Since 2008 the media has positioned itself in opposition to pretty much everyone and everything that was driving the narrative at one point or another: the President, Democrats, the Tea Party, GOP leadership, banks, big government, Muslims, extremists, liberals, conservatives, you name it, they opposed it. The brunt of their opposition, I would argue, has fallen on the shoulders of those who currently hold the most power and authority: Democrats and President Obama with a side dish of rich bankers. This strikes me as a healthy predilection towards skepticism, although usually not a particularly productive one. It has also been one of the President’s primary obstacles to selling the Democratic agenda and achievements. Many have chalked this up to a “communications problem”; but who could even hear a sales pitch, no matter how effective, amid all the din and clamor of the current media environment? Particularly when your platform (the media) is predisposed to distort and criticize your message in transmitting it to their audience.

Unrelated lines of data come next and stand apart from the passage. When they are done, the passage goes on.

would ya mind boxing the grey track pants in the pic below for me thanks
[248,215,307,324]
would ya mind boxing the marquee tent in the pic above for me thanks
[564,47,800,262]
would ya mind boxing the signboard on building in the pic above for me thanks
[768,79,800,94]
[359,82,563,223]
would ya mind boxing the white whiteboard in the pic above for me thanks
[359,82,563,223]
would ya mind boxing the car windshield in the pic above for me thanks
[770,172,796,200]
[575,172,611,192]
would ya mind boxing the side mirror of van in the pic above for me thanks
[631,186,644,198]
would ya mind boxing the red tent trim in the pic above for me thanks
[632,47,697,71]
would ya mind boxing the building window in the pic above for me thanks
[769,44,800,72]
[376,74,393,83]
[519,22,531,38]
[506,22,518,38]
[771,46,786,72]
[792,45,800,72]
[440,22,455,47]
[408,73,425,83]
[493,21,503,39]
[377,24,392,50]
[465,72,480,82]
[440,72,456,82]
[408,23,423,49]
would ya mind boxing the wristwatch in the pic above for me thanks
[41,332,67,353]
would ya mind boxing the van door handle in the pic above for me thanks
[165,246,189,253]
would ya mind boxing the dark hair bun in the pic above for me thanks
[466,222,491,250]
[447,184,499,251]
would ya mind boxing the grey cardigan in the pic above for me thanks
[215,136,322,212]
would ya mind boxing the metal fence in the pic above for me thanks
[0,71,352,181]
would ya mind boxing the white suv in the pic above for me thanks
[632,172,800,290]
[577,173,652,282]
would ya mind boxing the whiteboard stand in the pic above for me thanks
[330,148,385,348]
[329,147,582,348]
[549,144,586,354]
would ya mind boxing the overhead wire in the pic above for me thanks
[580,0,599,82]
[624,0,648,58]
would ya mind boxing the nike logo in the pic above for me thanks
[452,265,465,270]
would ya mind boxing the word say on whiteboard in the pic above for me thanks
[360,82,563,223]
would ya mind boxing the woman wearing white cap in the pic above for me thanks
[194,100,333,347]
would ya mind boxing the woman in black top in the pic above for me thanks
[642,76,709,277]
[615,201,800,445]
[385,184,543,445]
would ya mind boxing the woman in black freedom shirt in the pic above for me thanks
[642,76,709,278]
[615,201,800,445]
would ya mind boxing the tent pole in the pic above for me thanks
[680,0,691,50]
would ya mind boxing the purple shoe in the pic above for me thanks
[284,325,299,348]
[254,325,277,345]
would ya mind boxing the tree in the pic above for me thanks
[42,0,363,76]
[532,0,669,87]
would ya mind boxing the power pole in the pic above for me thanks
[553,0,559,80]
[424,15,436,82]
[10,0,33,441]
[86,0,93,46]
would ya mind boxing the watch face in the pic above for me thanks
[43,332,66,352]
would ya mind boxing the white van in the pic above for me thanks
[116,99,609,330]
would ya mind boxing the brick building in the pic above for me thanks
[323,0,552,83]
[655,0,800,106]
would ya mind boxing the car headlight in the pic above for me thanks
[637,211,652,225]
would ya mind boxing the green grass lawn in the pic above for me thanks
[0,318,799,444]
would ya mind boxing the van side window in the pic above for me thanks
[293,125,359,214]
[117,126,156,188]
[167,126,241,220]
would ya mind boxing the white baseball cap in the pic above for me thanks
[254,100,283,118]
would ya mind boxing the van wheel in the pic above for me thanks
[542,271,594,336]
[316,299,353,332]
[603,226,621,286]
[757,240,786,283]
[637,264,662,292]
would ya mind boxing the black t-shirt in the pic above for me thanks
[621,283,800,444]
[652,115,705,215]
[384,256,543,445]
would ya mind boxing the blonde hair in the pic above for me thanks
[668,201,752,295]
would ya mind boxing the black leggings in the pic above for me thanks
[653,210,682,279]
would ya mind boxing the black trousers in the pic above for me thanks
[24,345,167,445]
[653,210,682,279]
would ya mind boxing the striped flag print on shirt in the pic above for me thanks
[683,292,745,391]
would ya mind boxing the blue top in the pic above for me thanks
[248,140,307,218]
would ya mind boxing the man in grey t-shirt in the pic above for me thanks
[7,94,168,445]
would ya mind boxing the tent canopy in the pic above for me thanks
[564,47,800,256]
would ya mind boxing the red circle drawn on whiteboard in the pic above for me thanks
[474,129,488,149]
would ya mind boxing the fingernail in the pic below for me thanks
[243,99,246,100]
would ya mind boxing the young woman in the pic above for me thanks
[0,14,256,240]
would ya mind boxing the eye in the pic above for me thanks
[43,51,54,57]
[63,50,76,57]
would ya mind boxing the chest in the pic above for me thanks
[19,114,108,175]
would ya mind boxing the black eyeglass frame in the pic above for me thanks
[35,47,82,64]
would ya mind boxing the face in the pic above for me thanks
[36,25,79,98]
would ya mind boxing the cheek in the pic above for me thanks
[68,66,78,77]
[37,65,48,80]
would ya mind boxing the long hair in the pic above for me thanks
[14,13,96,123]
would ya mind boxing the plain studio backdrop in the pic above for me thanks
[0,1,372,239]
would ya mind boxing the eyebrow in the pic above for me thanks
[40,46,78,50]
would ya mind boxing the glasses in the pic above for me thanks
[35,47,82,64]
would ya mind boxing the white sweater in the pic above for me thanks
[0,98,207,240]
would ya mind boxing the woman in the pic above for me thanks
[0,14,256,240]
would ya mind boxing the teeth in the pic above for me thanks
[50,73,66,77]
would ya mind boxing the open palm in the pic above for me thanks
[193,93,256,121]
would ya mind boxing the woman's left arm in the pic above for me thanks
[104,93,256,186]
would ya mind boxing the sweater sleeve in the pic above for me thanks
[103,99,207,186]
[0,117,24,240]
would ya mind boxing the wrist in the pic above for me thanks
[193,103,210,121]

But with power more officially divided between parties, who will the media look to as targets for their oh-so-genuine outrage? And how will that impact the voters’ perceptions of the 2 parties leading into the 2012 slugfest? Personally I think (and hope) we’re reaching the apex of the pendulum, and it’s only a matter of time before the inevitable course correction levels the playing field between right and left. Whether that will be enough to right the ship electorally by 2012 remains to be seen.